A note from Erik- Stories are a great way to learn and communicate. The story you are about to read is one I will remember for the rest of my life. It illustrates the reason I teach and the reason I love what I do.
Coopers Hawk Speaks
There are certain moments in teaching, especially teaching outdoors, that I live for. One of which happened in Felton California while I was teaching a group of 7-13 year olds. Throughout the week I had been hinting and pointing out the birds and their behaviors to the students. The birds are a very important key to knowing what is going on around you. Early in the week I had told the students that birds are always in survival mode and do everything with a purpose. They did not seem to appreciate birds the way I did. But that was okay, it had taken me a while to appreciate them.
Wednesday of that week I woke up early and sat on a log between the field and the woods. There was a field and a small organic farm surrounded by redwoods. A fence divided the field about 100 yards in front of me and I was facing West. Around 8AM the students started showing up. The first two to arrive were brothers. One was seven and one was nine. The nine year old was the youngest minded of the siblings and the seven year old often proved to be much more reliable and respectful. The nine year old was walking and talking loudly so I knew they were coming. As soon as they walked through the gate and saw me sitting quietly with more than fifty birds at my feet the younger brother shushed the older brother because he had been curious about bird language. That right there is score one for an outdoor educator. Just having two young students learn to mechanically change their behavior to be respectful of birds is an amazing thing.
They came and sat next to me and we enjoyed the baseline of the birds feeding for a good seven minutes before more kids started showing up. Each time they came through the gate and saw kids sitting on a log quietly they all ended up quieting down, walking slower and joining us on the log. Eventually by around 8:45AM I had twenty some aught kids sitting still and silent with me on the log. I look around and all I can think is “score two for the instructor”.
Then the most amazing thing happened; one of the students got my attention and pointed out a robin on the fence facing West with its back towards the feeding birds. Score 3! The students were recognizing bird behavior. Quietly I asked them what they thought it was doing. They said it saw a predator like a bear, mountain lion or a human. I thought the human could probably be right but I had my doubts on a lion or bear. A minute later we hear what I know to be a scrub jay alarm coming from mid canopy of the redwoods on the West side of the field. The kids recognize it as an alarm. Point 4 for the instructor. I ask them what they think it was yelling about and I get answers like pterodactyl, bald eagle, and hawk. “So an aerial predator?” I ask them and they nod.
At this point I have a fairly good idea what is coming but I could never have predicted how spectacularly it would happen. Another minute after the jay alarm and all at once every bird at our feet evacuate the immediate area with a resounding THUMP that myself and every student feels in their chest. The birds fly South into the woods and as the students eye’s follow them I say “No look that way!” and point North. Right as they turn their heads a coopers hawk banks spitting distance right in front of the log about six feet of the ground catching a Junco in its talons right in front of the students. Being one of the stealthiest and most agile aerial hunters Coopers Hawks are rarely seen by people.
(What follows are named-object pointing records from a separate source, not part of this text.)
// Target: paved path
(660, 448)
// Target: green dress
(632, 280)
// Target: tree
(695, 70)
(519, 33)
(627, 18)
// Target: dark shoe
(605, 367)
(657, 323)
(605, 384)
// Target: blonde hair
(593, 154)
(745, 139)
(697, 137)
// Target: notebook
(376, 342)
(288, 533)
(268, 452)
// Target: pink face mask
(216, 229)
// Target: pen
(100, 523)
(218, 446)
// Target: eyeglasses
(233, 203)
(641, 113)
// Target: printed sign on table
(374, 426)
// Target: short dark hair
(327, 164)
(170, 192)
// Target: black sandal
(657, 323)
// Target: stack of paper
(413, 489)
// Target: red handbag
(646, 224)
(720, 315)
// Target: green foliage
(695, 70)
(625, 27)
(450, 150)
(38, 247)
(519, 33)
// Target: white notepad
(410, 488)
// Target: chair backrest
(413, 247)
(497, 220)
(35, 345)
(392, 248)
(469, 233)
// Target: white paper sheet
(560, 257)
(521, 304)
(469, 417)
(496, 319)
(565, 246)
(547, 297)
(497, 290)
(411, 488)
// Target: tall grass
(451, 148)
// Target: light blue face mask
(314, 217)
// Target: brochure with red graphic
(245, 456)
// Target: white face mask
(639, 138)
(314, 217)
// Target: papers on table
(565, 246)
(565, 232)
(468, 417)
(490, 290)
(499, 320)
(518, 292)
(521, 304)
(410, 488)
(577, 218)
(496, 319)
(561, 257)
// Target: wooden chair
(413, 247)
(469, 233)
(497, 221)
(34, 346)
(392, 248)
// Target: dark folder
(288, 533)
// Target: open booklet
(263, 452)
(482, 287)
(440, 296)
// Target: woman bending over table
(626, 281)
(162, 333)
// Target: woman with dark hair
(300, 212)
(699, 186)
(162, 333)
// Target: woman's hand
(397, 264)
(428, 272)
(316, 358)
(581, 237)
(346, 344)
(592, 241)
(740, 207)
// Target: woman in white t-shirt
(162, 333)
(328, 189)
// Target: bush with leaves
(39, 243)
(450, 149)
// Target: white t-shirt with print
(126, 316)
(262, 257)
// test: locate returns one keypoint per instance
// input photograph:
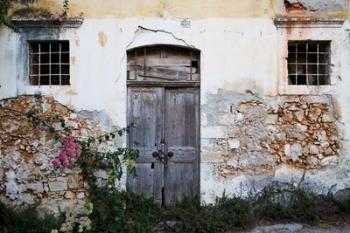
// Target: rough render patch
(258, 135)
(315, 5)
(146, 36)
(26, 152)
(102, 38)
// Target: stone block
(271, 118)
(60, 184)
(293, 151)
(213, 132)
(233, 143)
(328, 117)
(36, 187)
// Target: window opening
(49, 63)
(309, 63)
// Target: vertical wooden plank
(182, 137)
(145, 105)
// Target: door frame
(131, 84)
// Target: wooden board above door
(163, 63)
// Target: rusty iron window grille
(309, 63)
(49, 63)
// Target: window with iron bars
(309, 63)
(49, 63)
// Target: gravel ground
(298, 228)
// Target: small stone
(81, 195)
(329, 161)
(10, 175)
(11, 187)
(299, 115)
(327, 117)
(271, 118)
(36, 187)
(233, 143)
(26, 198)
(314, 150)
(59, 185)
(293, 151)
(301, 128)
(68, 195)
(101, 174)
(313, 161)
(232, 162)
(239, 117)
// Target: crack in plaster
(141, 28)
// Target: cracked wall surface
(251, 135)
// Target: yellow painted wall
(191, 9)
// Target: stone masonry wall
(26, 176)
(245, 135)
I could not have hoped for such a good teaching moment. Immediately the students started shouting and yelling how cool it was. There were a lot of dropped jaws and a lot of did you see that’s going around. I just kind of sat there in gratitude because those are the moments I live for. Moments where students can experience nature up close, moments where their awareness is changed forever. And indeed it was throughout the whole rest of the week each and every student was actively changing their behavior to respect the bird’s boundaries and walking more quiet-minded than at the begging of the week. We ended up seeing a lot more wildlife too.